John T. Spike, Erik Harrington, Keith Sciberras, Mattia Preti
A Brush with Passion
Mattia Preti (1613-1699) : Paintings from North American Collections in Honor of the 400th Anniversary of His Birth

A Brush with Passion Mattia Preti (1613-1699) : Paintings from North American Collections in Honor of the 400th Anniversary of His Birth

A Brush with Passion: Mattia Preti (1613-1699) is the first major exhibition of his art held in the United States and one of three international venues recognized by the Preti Quadricentennial Committee in Italy, of which our own Dr John T Spike is a member. Taverna, the artist’s birthplace in Calabria, and Valletta, Malta, where Preti lived for forty years as painter to the Knights of Malta, will also host exhibitions with works from their respective countries.

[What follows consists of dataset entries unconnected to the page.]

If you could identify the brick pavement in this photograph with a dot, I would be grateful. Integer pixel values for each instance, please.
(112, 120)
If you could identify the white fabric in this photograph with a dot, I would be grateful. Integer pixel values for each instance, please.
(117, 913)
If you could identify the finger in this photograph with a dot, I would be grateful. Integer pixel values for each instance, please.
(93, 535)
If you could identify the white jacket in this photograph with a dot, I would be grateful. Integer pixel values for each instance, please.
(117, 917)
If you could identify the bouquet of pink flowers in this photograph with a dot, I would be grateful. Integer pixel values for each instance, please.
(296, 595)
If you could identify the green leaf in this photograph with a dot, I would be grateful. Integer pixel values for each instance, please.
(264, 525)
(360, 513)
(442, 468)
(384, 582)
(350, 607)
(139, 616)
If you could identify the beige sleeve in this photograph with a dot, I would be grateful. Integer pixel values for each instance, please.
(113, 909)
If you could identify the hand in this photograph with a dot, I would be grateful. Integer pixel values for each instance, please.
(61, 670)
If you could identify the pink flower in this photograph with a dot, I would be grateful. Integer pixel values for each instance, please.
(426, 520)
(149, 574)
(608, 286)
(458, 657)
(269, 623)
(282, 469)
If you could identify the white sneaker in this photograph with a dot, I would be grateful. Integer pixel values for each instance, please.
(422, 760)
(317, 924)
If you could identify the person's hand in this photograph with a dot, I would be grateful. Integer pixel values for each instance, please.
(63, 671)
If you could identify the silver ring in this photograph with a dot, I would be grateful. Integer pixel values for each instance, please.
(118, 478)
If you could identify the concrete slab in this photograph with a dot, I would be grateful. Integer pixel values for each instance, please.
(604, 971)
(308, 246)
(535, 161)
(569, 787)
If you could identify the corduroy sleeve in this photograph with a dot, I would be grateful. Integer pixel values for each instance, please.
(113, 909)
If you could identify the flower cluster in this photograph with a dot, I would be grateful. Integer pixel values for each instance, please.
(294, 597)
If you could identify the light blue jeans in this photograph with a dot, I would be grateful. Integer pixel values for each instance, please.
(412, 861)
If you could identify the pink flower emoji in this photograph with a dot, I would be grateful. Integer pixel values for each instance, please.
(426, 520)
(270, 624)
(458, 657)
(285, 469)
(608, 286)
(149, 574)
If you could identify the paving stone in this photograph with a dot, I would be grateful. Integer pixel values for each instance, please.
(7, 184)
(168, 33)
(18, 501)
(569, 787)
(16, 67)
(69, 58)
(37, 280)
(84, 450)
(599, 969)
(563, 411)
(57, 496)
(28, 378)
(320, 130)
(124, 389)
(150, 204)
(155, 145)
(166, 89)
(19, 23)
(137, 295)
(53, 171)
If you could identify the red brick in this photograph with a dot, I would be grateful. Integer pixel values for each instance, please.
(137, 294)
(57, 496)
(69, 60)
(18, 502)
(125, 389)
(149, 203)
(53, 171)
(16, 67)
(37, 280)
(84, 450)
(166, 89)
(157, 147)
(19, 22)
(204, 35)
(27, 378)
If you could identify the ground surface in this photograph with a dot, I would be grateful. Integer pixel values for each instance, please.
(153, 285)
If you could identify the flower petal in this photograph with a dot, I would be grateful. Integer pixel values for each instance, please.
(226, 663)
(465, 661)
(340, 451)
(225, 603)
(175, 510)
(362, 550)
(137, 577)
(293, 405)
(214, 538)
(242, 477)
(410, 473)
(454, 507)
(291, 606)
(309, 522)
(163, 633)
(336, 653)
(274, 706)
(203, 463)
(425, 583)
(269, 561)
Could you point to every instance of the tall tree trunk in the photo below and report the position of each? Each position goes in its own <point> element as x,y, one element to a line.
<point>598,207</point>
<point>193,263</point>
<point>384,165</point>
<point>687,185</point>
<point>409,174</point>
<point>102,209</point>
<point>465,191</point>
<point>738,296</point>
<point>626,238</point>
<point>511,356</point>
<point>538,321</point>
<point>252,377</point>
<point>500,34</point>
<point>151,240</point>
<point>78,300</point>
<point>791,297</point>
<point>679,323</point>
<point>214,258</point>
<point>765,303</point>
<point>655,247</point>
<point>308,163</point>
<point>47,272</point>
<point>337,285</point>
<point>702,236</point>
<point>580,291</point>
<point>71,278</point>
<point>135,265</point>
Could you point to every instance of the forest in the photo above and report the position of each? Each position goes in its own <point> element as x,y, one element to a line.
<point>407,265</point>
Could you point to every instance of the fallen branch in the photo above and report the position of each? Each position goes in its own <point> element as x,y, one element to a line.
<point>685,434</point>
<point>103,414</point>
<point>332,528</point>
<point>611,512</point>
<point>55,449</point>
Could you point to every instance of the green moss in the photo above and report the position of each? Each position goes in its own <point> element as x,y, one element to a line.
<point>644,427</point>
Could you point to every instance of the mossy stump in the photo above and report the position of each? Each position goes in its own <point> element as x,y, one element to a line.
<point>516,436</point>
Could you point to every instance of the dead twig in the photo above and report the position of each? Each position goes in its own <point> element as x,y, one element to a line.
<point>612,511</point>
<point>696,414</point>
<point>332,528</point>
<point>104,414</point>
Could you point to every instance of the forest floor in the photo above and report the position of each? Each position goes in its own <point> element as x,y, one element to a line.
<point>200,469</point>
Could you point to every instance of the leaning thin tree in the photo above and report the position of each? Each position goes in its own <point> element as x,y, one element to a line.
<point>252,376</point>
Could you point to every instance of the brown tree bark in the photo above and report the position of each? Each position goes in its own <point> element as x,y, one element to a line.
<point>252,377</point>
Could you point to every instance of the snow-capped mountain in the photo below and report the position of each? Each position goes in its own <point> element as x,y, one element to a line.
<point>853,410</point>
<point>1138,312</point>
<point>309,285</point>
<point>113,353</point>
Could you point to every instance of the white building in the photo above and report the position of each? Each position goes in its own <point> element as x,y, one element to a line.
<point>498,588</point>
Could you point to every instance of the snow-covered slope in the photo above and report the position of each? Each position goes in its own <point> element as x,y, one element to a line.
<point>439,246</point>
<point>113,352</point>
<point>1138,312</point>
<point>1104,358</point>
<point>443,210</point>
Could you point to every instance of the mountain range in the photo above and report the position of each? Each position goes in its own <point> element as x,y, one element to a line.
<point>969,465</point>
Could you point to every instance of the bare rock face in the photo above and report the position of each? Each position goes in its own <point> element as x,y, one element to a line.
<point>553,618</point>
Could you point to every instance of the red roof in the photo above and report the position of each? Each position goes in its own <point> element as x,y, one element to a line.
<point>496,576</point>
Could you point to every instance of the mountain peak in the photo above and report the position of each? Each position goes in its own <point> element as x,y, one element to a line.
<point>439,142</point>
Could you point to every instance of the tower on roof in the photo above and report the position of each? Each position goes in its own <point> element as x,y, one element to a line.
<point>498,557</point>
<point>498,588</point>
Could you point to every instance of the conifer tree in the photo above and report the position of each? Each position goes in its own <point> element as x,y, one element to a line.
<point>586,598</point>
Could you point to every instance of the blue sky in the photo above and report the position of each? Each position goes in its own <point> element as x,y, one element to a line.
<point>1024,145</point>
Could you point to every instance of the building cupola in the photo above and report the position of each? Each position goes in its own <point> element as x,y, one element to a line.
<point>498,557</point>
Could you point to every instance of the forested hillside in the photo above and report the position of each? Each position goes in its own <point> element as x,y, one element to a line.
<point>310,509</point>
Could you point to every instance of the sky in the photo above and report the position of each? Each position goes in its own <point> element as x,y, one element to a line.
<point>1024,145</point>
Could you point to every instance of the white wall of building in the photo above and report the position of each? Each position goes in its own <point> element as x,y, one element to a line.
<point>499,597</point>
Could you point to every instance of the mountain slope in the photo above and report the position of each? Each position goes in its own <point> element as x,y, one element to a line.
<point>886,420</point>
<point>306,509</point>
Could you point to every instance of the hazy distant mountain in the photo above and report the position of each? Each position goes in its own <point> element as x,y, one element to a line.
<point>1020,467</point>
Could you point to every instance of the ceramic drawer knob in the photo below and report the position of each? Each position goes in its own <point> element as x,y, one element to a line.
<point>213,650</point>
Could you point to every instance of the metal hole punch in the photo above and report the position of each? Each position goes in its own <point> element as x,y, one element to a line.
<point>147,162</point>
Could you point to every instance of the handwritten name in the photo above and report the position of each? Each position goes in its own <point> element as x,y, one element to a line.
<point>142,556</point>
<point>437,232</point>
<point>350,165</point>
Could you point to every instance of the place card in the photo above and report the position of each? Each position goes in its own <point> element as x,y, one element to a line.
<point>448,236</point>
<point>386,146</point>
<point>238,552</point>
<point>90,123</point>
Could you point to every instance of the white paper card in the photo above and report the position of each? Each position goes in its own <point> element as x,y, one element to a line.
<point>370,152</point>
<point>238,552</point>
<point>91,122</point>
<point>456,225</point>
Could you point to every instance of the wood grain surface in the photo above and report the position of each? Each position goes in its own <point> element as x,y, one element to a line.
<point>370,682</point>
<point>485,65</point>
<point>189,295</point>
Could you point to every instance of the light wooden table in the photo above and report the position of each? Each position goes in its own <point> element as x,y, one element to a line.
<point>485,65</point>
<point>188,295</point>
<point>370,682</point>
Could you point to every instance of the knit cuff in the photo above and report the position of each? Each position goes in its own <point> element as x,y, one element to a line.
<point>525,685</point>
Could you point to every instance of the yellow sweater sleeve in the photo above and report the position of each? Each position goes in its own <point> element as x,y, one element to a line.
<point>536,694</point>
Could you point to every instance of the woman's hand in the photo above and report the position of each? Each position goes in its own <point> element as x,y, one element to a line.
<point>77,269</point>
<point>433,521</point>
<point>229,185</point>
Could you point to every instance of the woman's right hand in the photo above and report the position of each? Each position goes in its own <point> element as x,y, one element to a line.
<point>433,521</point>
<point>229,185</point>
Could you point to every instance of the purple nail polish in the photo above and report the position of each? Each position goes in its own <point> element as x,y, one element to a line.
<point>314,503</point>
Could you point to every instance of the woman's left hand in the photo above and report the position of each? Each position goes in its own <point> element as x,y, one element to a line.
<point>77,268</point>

Mattia Preti is celebrated as the last and most enduring proponent of the passionate, contrasted style of the painter, Michelangelo da Caravaggio (1571-1610). In many ways, Preti’s life followed in Caravaggio’s footsteps, although with a happier ending. As a young man, Preti made his way up the Italian peninsula to study painting in Rome, arriving around 1630. He quickly fell under the spell of Caravaggio, similarly seeking emotional intensity and wrapping his canvases in pervasive darkness that evokes the impenetrable nights of those candle-lit times and the hidden depths of the human soul. Preti’s paintings underwent a significant development in the mid-1640s, when he immersed himself in studies of the Venetian Renaissances, especially Titian and Paolo Veronese, in search of more colors and a grander theatricality in his compositions. The exhibition A Brush with Passion: Mattia Preti (1613-1699) features a prime example of this new direction, the ‘Banquet of Herod’ in the Toledo Museum of Art, which is one of the artist’s masterpieces. Fiercely self-reliant and incessantly inventive, Preti followed Caravaggio’s restless path leading first to Naples and then beyond to Malta. His paintings on the vault and for most of the altars in the Church of St John in Valletta earned him a high title in the Sovereign Military Order of St John of Jerusalem, Rhodes and Malta. His last four decades were dedicated to commissions for the Knights and the leading noble families of Europe. These paintings have found their way to the world’s museums and for which Preti’s anniversary is being commemorated.